Ramanna: I like the LCA approach. It’s basically already 50% of the way from the collective accountability of the GHGP “scopes” view to the E-ledgers’ competition view. A key advantage of LCA is it starts from the bottom-up product view rather than the top-down enterprise view – after all, products, not enterprises, move through value chains, so that’s where the incentive for primary data generation is. Product-level standards like PACT and Catena-X have also done some heavy lifting on allocation methods in different sectors, which will facilitate E-ledgers adoption at speed.
Where existing product-level approaches, including LCAs, fall short is that they are largely static, providing little incentive for companies to continuously improve product carbon footprints, even batch-by-batch, through innovations in emissions practices. So, these approaches don’t as yet drive the sort of competition at scale we need to make real progress on decarbonization.
The core innovation that addresses this problem is the E-ledger. The ledger, and in particular the inter-company accounting transactions that it enables, creates the incentive mechanism for transferring dynamic product-level emissions data in value chains.

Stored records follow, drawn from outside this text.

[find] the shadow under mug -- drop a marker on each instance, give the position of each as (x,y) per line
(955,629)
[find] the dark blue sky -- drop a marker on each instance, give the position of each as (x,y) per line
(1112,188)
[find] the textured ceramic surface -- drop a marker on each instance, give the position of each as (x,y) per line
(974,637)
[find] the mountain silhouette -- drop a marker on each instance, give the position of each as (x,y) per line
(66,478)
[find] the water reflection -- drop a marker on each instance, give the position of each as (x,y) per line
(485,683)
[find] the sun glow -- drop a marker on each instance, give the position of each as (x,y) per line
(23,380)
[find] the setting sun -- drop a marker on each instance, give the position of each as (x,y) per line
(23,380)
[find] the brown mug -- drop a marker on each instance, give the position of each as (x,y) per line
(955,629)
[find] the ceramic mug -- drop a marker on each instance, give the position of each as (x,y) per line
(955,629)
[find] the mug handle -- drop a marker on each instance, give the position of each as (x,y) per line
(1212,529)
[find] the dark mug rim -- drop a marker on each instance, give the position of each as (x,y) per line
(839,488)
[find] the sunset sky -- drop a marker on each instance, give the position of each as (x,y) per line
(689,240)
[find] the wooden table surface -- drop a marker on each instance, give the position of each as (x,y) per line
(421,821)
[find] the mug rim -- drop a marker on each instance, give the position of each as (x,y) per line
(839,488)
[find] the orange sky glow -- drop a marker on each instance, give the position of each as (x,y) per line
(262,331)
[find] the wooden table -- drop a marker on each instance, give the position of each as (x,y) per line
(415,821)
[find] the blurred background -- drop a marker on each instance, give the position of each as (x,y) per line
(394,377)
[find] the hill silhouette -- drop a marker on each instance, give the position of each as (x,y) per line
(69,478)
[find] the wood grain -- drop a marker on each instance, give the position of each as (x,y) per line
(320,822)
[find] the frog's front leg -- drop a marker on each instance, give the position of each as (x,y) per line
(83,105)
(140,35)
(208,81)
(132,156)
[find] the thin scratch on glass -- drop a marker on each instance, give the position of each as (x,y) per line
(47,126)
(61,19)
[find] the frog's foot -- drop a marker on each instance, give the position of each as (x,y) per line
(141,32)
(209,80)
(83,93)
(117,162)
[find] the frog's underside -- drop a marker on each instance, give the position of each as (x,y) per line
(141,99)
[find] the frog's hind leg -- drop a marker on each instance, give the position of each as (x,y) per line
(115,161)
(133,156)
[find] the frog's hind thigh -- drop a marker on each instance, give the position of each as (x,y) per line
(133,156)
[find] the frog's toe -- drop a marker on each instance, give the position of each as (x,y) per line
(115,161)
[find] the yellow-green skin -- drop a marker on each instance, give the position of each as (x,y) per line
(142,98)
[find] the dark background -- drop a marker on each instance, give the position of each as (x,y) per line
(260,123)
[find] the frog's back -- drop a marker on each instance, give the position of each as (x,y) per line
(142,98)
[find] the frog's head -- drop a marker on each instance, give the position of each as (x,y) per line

The ledger ensures material balancing of emissions and necessitates full accounting of an entity’s emissions to its products. So, unless an entity is focused on lowering its emissions relative to peers, it will have to transfer high E-liabilities to its customers’ E-ledgers when it sells its products. Very quickly, such an entity becomes uncompetitive, and it must either up its decarbonization game or die.
So, LCAs plus E-ledgers is the secret sauce.
Eccles: Okay. And then it gets back to recursion, which gets you started.
Ramanna: Yes, in a dynamically updating system like E-ledgers, we are on the recursive path, which we know will quickly converge. But without the ledger, we are stuck using static emissions factors in LCAs, which will be updated only because regulations require occasional updates. There’s no skin in the game for companies other than compliance.
Eccles: Got it and makes sense to me. Moving on, I’ve heard a number of people comment that they think you and Bob are trying to get rid of Scope 3 reporting. Is that true?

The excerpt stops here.